Weyes Blood – É uma das únicas saídas no mainstream para se tocar música eletrônica estranha e trilhas sonoras loucas, tipo Dario Argento [cineasta italiano], sabe? Eu gosto do Ennio Morricone tanto quanto amo trilhas de filmes de terror, por um motivo parecido: tem um tipo de suspense incrível, com a trilha sonora potencializando essa coisa do… hmmm… do macabro. E sempre pareceu algo meio proibido para mim, tipo um fruto proibido. Então, acho que acabei me atraindo por esses filmes, porque era algo que eu não tinha permissão de assistir quando era criança.

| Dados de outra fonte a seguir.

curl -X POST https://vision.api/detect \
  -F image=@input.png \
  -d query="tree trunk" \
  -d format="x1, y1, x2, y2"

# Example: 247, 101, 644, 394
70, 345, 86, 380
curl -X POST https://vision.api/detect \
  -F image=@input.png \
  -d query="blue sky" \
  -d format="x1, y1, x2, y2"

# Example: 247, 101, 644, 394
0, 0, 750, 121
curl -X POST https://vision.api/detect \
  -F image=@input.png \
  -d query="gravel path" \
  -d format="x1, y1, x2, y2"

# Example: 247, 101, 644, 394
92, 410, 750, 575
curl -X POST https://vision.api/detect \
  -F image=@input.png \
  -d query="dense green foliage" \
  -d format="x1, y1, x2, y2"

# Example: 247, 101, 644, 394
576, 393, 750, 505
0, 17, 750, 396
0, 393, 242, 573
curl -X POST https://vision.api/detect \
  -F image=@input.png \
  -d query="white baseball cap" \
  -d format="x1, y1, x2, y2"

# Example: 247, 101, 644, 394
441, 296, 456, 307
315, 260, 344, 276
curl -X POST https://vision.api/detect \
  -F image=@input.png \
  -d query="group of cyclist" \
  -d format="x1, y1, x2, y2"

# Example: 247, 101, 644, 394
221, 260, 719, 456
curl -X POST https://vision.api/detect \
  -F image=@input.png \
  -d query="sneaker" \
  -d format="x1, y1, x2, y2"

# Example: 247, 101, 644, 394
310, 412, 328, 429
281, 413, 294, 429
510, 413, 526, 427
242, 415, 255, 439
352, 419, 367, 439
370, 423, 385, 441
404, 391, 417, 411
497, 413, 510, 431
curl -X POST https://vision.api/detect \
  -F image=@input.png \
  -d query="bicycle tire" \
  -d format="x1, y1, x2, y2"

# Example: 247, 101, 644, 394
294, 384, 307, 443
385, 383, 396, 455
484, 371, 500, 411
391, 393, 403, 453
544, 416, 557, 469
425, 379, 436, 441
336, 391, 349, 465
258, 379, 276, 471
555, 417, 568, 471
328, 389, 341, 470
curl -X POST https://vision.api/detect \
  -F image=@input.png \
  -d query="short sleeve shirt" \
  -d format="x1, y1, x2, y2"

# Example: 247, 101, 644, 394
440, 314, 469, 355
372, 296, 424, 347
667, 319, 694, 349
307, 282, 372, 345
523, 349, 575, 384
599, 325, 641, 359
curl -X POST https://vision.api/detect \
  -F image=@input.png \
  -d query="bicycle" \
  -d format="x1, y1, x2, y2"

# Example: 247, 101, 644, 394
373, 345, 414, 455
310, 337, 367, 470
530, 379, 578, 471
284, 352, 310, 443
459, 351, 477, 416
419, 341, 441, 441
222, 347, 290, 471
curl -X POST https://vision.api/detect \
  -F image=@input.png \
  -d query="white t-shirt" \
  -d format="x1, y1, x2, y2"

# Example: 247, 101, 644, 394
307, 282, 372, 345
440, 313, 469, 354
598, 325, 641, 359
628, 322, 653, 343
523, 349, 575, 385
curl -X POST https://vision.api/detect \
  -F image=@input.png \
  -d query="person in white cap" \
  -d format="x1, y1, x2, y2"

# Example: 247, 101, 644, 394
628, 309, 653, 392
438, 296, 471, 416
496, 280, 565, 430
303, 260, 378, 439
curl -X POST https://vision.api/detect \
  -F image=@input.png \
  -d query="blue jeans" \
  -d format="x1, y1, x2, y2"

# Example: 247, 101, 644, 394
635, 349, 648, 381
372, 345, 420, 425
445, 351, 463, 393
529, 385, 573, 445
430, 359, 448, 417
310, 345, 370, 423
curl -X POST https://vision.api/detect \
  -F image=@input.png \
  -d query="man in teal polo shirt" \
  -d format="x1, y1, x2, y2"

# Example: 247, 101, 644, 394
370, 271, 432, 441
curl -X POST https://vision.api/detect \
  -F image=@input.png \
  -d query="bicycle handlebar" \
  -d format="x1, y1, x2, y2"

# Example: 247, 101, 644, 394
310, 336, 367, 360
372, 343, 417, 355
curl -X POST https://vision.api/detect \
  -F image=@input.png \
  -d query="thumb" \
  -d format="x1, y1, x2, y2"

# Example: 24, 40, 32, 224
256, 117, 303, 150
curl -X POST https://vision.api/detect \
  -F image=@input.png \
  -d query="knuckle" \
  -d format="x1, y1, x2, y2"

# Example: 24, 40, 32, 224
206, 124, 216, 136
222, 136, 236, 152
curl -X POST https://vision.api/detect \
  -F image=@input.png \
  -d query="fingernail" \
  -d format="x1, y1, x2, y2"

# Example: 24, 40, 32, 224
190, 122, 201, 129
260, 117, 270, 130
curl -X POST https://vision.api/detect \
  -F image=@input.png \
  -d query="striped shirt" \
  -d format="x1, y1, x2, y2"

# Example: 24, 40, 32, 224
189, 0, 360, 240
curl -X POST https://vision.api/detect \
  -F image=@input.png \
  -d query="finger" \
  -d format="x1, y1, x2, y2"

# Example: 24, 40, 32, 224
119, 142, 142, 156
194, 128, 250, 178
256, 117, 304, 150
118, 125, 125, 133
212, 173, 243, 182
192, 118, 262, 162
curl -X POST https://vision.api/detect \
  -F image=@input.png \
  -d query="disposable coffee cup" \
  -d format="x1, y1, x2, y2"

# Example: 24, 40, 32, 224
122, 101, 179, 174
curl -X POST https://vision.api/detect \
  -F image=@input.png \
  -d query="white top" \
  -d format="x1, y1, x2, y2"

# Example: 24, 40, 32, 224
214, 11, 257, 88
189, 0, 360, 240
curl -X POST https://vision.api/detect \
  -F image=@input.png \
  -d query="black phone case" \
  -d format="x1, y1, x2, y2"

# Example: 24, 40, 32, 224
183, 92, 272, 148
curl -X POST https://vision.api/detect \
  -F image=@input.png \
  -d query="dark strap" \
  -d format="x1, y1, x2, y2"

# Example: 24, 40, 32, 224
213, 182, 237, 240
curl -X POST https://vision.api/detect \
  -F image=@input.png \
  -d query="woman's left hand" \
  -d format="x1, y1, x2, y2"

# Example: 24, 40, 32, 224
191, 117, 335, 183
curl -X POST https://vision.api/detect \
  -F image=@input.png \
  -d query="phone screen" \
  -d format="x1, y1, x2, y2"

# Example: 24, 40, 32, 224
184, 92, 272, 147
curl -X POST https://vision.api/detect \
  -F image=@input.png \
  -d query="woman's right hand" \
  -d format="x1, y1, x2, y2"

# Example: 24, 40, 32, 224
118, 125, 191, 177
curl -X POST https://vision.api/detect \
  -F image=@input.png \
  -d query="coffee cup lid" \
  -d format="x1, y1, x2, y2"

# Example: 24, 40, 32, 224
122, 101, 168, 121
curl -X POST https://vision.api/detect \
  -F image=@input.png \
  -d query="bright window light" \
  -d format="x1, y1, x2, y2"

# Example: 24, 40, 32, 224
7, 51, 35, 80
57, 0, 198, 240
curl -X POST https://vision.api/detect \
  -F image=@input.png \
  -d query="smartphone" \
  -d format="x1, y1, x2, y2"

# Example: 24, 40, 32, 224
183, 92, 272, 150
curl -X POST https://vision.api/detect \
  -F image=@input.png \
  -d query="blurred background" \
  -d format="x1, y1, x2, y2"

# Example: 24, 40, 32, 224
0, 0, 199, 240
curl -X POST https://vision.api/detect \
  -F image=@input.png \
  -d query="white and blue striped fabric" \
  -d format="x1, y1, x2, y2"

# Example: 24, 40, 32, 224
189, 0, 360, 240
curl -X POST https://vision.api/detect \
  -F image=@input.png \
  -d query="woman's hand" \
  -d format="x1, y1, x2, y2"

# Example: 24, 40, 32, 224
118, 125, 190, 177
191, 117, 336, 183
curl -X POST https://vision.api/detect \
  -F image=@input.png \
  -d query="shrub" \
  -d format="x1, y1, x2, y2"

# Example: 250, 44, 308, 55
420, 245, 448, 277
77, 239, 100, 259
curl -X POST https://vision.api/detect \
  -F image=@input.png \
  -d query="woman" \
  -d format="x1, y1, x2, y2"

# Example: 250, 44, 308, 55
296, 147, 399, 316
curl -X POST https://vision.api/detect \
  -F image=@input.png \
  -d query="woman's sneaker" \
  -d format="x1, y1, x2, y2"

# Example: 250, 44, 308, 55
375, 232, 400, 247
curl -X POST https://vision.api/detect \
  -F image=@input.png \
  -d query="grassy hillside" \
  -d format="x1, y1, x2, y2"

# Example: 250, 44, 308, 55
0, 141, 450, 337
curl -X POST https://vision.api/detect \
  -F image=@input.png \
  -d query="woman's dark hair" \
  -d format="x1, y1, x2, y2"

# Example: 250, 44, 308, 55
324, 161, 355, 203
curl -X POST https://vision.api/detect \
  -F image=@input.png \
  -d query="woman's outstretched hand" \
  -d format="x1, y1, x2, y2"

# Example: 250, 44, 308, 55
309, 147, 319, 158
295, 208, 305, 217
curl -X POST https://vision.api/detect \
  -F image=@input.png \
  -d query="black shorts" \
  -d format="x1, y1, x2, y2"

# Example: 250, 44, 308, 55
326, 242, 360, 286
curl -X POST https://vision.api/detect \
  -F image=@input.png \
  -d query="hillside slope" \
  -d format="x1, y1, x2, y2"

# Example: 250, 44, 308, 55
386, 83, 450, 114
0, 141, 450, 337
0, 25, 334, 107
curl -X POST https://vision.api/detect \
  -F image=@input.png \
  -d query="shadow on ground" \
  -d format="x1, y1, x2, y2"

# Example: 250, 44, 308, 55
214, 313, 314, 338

Natalie Mering (Weyes Blood) posa em estúdio
Divulgação/Facebook da cantora
g1 – É fácil ver como a nostalgia é um ingrediente em tudo que você faz. Mas você retrabalha e transforma em algo novo. Como você vê a relação da cultura pop com a nostalgia hoje? São tantos exemplos em música, streaming e cinema, com remakes, reboots, regravações, remasterizações etc.
Weyes Blood – Acho que tudo o que é criado é, em última instância, uma referência a algo já feito antes. Poucas coisas totalmente inovadoras já foram feitas. É como se tudo fosse sempre uma síntese. A diferença é que agora o capitalismo descobriu que a nostalgia é extremamente lucrativa. Então, tem que haver um cuidado para não ficar muito óbvio. Mas você também quer dar às pessoas uma sensação de atemporalidade. Eu acho que trabalho mais com atemporalidade do que com nostalgia.
Mas penso que vivemos em uma época em que as coisas estão mudando mais rápido do que poderíamos acompanhar. Isso cria um vazio dentro das pessoas e elas querem um sentimento de pertencimento. De certa forma, está faltando esse conforto de saber o que vai acontecer ou o que deveria acontecer, porque tudo está de cabeça para baixo. Estamos mudando para um novo paradigma em termos de tecnologia, o tecido social está sendo totalmente rompido.
“Tudo está sendo tão virado do avesso que eu acho que a nostalgia é natural: mesmo que ela seja usada para ganhos capitalistas. Eu acho, claro, tudo isso muito cafona. Mas, como artista, sinto que você pode fazer parte disso sem ser fake. Faz sentido?”
g1 – Faz. Você disse uma vez que quando as pessoas vêm até você e te dizem que sua música as afetou, sete em dez vezes você teve que ir para algum canto porque ficou emocionada ou chorou. Você ainda faz isso ou já se acostumou? Essa reação de fãs ainda te afeta desse jeito?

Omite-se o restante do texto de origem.